A tiny moon of Jupiter, averaging just 4km in diameter, which pursues an eccentric and highly inclined orbit around the giant planet. The moon's semi-major axis is 24,037,000 km, but because of its high orbital eccentricity its distance from Jupiter varies considerably over the course of its two-year orbit. It is inclined to Jupiter's orbital plane by -152.7°.*
Autonoe did not originally form as part of the Jovian system, but represents a fragment of an asteroid captured and broken apart by Jupiter's gravity. The most significant surviving element of this ancient asteroid is the moon Pasiphae (from which the entire set of related moons take their name, the Pasiphae Group). Within this group, only Pasiphae itself and the smaller Sinope exceeed 10 km in diameter.

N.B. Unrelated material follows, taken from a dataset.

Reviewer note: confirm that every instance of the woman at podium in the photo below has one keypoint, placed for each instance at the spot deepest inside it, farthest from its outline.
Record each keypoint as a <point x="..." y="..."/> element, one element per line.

The remaining moons in the group, including Autonoe, are all small pieces of the original asteroid. Autonoe is not in fact the smallest of these, and its fellow moonlets such as Eurydome and Sponde represent even smaller objects of the same kind.
* Inclination figures are calculated relative to the rotation of the primary planet (Jupiter in this case). Because Autonoe follows a retrograde orbit (that is, in the opposite direction to Jupiter's own rotation) its inclination value is negative. Leaving this factor aside, the moon's orbital plane is inclined at 27.1° to the equatorial plane of Jupiter.